IRS personnel may use a taxpayer’s current lack of income or reduced income in the analysis of the taxpayer’s future ability to pay an OIC, effective March 10, 2010, for any OIC currently under consideration and OICs previously rejected that are in their appeal period or where the taxpayer has requested Appeals consideration. If a taxpayer is unemployed and is not expected to return to his or her previous occupation or level of earnings, IRS personnel are instructed to contact the taxpayer to discuss the expected future level of income, and should also allow anticipated increases in necessary living expenses and/or applicable taxes. If a taxpayer is long-term unemployed, the interim guidance instructs IRS personnel to use the taxpayer’s current income in the future income calculation. The same treatment applies to taxpayers who are long-term underemployed. The IRS did not remove the requirement that a taxpayer generally must include a nonrefundable 20% payment (in a lump sum offer) when submitting his or her offer. When submitting a periodic payment offer, the taxpayer must include the first proposed installment payment. The IRS also may be flexible for missed payments under an OIC or installment agreement where taxpayers have a record of compliance. IR-2010-29, SB/SE 05-0310-012.

Note that the IRS will require you to update your financial information when the offer specialist finally gets around to reviewing it, typically 6 to 12 months after the OIC is submitted. Consequently, your circumstances could change substantially.

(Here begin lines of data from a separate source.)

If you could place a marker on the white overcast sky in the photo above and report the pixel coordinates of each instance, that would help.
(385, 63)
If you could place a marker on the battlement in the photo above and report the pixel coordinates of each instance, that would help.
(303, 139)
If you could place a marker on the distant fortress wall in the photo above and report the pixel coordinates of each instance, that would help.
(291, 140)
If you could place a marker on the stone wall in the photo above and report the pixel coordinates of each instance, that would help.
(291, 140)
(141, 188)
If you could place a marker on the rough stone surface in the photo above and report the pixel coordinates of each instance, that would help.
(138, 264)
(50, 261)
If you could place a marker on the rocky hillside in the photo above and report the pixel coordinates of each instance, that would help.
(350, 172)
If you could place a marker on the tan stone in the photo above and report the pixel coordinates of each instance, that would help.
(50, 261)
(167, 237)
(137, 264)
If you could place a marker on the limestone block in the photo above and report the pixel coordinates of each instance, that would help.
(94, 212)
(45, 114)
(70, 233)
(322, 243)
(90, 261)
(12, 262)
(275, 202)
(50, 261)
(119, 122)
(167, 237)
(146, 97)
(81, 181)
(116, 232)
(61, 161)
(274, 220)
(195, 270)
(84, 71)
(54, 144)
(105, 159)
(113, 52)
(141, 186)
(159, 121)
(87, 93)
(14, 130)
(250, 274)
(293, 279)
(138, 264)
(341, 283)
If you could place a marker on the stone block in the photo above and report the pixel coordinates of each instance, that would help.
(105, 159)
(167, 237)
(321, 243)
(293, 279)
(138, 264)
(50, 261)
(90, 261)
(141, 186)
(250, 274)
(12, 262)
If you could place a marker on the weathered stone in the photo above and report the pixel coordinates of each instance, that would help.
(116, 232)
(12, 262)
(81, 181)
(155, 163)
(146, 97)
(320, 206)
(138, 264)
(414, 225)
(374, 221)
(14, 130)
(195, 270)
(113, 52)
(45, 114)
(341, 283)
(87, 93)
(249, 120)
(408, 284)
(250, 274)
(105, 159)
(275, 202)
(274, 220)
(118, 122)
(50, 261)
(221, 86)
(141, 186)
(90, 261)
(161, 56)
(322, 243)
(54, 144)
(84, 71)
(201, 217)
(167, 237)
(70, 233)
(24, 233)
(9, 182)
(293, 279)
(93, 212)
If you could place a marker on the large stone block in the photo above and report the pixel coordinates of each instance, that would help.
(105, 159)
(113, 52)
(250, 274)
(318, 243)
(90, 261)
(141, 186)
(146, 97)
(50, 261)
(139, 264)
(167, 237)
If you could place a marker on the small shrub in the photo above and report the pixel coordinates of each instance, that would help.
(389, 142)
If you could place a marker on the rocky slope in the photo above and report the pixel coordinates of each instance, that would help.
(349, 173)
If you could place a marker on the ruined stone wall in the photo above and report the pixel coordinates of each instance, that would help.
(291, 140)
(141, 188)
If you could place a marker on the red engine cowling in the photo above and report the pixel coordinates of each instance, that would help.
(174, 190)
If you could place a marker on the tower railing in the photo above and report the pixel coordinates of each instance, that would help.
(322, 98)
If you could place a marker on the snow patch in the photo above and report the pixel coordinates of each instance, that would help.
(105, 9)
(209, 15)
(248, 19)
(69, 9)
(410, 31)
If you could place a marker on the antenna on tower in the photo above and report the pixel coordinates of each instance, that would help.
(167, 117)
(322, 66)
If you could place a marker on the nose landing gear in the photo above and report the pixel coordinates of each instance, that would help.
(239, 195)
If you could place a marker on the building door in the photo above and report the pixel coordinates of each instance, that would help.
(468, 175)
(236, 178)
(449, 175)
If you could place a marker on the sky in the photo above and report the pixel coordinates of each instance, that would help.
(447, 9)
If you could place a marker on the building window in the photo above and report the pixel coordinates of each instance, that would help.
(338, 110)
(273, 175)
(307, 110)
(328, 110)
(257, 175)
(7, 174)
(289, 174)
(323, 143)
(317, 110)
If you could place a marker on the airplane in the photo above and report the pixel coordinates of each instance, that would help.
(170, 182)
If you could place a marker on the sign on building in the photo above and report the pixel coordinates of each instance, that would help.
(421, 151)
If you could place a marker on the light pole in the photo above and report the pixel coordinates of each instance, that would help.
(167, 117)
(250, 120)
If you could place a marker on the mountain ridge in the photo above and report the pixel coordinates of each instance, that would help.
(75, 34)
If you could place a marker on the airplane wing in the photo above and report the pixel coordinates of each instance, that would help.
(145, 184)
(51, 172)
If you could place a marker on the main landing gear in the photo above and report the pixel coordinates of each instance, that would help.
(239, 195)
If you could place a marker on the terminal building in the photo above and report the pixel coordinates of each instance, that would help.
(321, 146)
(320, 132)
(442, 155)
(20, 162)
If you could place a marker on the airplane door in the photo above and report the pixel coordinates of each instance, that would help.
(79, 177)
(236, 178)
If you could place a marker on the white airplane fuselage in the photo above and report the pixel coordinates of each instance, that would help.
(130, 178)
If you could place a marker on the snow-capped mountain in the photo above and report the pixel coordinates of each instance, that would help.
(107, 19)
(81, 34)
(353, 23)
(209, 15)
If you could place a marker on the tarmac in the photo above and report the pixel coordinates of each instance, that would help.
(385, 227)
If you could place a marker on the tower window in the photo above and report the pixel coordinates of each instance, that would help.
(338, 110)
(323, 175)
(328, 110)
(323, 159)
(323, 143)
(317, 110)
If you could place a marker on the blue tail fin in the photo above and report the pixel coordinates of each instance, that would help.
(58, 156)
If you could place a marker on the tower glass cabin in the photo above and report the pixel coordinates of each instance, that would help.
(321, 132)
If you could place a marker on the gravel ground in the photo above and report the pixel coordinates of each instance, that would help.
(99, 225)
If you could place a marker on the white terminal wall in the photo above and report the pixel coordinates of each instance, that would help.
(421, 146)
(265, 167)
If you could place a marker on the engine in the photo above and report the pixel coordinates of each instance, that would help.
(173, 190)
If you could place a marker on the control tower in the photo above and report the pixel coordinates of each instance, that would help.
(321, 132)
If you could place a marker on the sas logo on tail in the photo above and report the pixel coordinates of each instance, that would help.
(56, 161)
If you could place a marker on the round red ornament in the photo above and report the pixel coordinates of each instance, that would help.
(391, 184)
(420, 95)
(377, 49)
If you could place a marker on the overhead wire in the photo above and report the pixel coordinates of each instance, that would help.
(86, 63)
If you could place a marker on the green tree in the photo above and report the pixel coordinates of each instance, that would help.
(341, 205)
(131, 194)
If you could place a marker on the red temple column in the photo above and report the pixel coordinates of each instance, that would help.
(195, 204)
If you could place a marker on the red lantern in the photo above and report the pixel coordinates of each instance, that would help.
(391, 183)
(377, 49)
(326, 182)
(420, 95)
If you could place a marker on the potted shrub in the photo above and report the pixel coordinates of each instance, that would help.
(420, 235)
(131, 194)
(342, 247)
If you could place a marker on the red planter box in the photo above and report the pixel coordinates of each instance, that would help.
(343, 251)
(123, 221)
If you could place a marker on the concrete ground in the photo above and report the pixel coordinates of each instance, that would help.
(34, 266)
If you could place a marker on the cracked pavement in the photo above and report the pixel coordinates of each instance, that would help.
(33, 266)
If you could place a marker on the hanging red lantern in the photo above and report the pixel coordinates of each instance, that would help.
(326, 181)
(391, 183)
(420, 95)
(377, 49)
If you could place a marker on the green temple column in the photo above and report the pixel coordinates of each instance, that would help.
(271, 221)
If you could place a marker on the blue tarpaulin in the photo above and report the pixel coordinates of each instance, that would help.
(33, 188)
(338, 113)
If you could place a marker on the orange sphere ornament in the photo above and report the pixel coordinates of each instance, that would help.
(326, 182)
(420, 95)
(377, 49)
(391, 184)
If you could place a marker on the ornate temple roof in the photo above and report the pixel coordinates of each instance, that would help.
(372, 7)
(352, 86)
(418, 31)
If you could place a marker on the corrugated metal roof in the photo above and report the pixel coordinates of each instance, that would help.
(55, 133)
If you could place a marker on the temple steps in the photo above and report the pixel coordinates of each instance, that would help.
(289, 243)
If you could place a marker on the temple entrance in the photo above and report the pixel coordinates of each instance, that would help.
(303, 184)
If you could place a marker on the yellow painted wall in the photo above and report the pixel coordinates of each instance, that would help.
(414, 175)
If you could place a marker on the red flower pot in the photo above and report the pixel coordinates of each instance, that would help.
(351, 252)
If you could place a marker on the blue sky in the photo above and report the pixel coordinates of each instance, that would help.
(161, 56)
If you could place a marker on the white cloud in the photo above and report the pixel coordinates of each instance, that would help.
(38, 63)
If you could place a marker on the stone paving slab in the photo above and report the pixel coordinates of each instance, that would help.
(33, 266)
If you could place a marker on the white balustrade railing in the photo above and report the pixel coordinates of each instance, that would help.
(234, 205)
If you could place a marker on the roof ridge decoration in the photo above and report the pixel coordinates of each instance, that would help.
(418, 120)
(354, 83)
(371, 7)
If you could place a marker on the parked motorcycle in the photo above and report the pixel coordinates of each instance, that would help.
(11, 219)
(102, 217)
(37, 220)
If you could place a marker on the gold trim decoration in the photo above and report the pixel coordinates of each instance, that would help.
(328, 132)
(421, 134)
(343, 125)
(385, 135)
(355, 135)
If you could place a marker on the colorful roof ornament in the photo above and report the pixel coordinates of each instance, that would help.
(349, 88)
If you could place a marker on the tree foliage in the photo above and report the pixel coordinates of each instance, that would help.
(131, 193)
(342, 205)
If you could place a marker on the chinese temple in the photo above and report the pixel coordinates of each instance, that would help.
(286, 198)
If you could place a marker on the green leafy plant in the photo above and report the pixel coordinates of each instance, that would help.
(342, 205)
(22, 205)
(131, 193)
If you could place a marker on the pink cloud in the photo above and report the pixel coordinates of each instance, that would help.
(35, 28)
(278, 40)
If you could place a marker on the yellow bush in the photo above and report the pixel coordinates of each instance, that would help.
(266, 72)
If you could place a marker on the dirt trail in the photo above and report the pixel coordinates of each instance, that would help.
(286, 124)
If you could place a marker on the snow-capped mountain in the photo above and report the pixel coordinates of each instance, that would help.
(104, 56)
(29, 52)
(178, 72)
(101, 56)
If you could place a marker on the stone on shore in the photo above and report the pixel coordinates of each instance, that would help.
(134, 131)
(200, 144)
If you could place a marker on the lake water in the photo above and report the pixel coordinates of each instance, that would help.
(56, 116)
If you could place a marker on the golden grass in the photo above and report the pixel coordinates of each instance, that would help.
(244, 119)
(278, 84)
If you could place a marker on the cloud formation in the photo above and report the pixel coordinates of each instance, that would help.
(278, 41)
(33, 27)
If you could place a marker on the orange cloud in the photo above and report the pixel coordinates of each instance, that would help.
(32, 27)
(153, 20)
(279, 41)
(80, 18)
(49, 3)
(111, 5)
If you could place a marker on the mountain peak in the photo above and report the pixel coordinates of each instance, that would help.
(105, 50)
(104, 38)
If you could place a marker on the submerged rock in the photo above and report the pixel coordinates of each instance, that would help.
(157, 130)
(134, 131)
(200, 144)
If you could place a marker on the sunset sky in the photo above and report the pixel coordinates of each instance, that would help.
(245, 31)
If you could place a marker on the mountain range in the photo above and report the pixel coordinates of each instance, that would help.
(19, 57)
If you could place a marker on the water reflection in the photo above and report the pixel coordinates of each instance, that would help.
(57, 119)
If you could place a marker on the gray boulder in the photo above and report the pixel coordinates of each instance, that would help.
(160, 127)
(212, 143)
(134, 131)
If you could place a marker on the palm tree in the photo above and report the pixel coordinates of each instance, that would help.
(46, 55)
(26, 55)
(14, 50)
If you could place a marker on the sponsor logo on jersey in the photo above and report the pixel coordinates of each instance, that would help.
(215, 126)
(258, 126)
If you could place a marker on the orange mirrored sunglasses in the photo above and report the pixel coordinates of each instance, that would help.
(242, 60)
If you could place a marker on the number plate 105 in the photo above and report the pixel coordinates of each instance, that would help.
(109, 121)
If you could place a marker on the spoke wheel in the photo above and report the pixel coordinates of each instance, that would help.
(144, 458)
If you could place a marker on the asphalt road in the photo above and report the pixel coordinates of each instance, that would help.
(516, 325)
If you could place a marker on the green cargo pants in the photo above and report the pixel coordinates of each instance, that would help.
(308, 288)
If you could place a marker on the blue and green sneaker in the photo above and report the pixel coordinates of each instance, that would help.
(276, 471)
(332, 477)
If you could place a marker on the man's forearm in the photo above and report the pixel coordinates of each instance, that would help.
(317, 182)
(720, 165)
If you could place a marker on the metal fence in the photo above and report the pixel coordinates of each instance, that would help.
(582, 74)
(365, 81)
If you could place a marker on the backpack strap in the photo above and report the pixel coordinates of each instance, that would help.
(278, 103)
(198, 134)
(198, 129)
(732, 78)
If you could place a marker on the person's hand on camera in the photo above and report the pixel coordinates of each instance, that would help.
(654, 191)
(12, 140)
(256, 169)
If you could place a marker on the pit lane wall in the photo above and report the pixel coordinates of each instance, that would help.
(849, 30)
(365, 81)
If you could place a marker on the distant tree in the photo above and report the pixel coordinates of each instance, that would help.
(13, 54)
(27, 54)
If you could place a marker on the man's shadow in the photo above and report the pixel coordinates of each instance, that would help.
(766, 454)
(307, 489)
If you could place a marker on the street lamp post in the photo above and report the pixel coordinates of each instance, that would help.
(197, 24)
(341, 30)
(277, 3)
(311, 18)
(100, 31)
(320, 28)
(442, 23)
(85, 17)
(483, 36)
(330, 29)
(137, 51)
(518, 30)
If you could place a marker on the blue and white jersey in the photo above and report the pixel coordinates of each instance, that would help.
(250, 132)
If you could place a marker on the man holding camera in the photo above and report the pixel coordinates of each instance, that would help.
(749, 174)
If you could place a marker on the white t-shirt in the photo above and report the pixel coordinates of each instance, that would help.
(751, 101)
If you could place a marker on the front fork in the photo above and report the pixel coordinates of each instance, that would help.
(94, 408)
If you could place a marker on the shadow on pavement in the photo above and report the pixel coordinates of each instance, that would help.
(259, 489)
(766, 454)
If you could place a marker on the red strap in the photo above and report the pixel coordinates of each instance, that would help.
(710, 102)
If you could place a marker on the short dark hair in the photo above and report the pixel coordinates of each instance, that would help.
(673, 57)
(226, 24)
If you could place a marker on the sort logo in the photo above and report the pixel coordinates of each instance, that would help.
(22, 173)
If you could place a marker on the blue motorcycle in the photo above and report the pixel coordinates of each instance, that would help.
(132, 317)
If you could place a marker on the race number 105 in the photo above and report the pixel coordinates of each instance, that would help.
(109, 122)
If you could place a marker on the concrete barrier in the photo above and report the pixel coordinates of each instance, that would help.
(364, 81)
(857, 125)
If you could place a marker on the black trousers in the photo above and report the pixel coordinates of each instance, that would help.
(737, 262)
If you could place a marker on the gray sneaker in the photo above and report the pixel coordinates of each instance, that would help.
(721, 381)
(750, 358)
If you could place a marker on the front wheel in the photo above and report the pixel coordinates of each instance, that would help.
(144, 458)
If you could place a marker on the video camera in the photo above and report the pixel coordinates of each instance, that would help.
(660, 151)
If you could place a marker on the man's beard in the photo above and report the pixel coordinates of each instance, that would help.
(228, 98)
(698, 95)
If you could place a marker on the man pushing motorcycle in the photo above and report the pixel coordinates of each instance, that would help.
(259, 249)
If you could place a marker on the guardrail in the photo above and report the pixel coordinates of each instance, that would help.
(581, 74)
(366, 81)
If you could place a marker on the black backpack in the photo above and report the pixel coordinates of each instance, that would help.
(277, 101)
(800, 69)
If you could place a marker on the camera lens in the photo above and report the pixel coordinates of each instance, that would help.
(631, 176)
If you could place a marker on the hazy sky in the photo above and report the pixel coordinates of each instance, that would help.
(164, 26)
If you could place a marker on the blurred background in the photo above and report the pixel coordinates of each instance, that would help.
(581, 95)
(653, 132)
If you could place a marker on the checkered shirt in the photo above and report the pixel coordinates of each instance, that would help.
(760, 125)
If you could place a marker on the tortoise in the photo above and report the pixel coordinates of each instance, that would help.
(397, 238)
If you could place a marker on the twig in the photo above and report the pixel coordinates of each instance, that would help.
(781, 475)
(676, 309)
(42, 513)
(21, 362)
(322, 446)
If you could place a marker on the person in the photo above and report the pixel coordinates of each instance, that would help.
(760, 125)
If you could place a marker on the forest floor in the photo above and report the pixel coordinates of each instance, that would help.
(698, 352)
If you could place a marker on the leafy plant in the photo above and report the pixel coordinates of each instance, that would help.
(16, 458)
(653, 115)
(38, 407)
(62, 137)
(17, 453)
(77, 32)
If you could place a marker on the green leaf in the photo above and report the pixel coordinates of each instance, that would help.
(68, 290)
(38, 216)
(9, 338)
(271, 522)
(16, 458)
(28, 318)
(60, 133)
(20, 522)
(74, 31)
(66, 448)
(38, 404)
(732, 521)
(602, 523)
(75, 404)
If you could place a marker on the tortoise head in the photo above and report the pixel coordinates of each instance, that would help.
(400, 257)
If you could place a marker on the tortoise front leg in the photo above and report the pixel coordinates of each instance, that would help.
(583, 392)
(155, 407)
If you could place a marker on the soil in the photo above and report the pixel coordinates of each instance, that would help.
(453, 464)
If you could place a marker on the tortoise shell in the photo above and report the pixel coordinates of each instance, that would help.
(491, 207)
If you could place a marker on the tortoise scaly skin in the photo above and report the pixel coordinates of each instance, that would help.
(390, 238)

IRS guidance for current economic difficulties 2/4/10

The IRS Small Business/Self-Employed Division (SB/SE) released 3 interim optional guides recognizing how the current economic downturn impacts OICs:

  • An additional review must be initiated before rejection if the difference between taxpayer’s offer and IRS determined “reasonable collection potential” is solely attributable to a disagreement on real property equity.
  • Taxpayers are not required to include a 20% payment or periodic payments to change an accepted offer. No specific form is required (e.g., Form 656), but the proposal must be in writing. IRS employees are to review updated financial information and supporting documents and negotiate based on taxpayer’s current financial situation, recognizing how quickly circumstances change in the current economy.
  • Although IRS procedures require any OIC without Form 656-A, low income fee waiver, be returned as not processable, the OIC will be processed if the offer meets IRS Low Income Guidelines.

Revised forms 9/30/09

The IRS posted a simplified version of the OIC application form on its web site, splitting old Form 656 into 2 new forms: Form 656 (reduced to 4 pages), Offer in Compromise, and Form 656-B, Offer in Compromise Booklet.

Missouri news and cases

Missouri Department of Revenue Director’s rejection of offer in compromise was not reviewable 9/17/14

Under Mo. Rev. Stat. §32.378(6) the Director’s decision to reject or accept an offer in compromise is not subject to review by the AHC or any court. Meshack, Yourshack, & Abedtogo/MYA, LLC v. Director of Revenue, Mo. Admin. Hearing Commission, No. 14-1091 RS, 08/05/2014.